Here’s a counter example, a mind at work:
Among other things, that is hilarious.
The footnotes are not the funniest part but I copy them here:
One person in Rogers’s list is not like the others. Imran Ahmed, who heads the CCDH, lives in the United States with his American wife and children, and he is now facing imminent deportation – which he is fighting in court. Ahmed’s surprisingly amateurish and hamfisted enterprise has earned the enmity of the Trump administration, among other things for including U.S. Health Secretary Robert F. Kennedy Jr. in a cringe “Disinformation Dozen” list of anti-vaxxers and setting “killing Musk’s Twitter” as a top priority for 2024. The Americans have not revoked Ahmed’s visa just to send a message; the Americans have revoked his visa because he is a fucking creep and an enemy and they want him out.

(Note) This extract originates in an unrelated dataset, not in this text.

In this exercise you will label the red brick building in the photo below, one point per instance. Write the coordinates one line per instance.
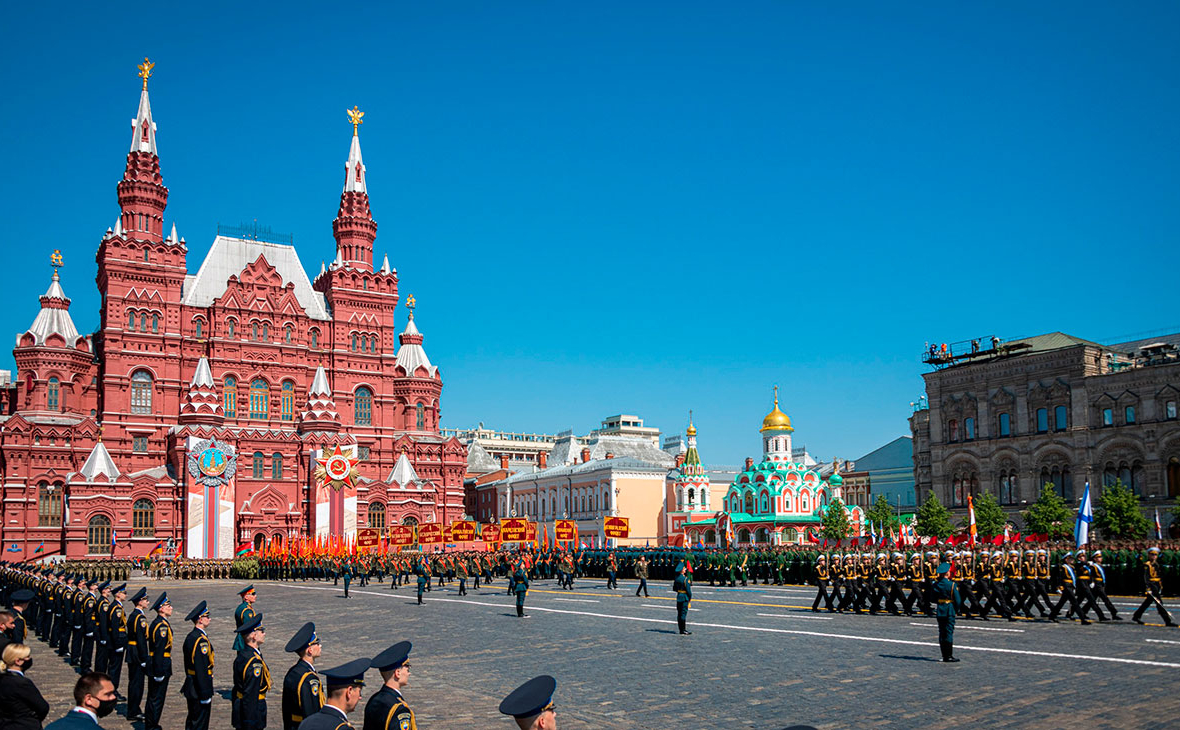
(197, 408)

Symbiotic opposition happens when two opposed parties choose to maintain a conflict rather than resolve it, because the conflict itself proves mutually beneficial and/or the resources required for resolution are judged too extravagant an expense. So, for example, if I am really angry with you but doing something about it is not worth the risk, I might punch you but not very hard. Because you don’t want to invite harder punches, you sell my punch as the worst thing ever. This allows me to claim to my supporters (who also hate you) that I’m kicking your ass, and it allows you to claim to your supporters (who think I am the worst person ever) that you’re being brutally victimised. In truth, both of us are engaging in a low-risk and ultimately meaningless professional wrestling-style ritual. Kayfabe situations like these can arise spontaneously without either party explicitly arranging or planning them in advance. They are often unstable and can easily devolve into real, existential hostilities.
Do read “Ahmed’s surprisingly amateurish and hamfisted enterprise”.
This is the outcome.
A mind believing itself productive while a toy plastic beach bucket packed with dog shit generates more coherent thought.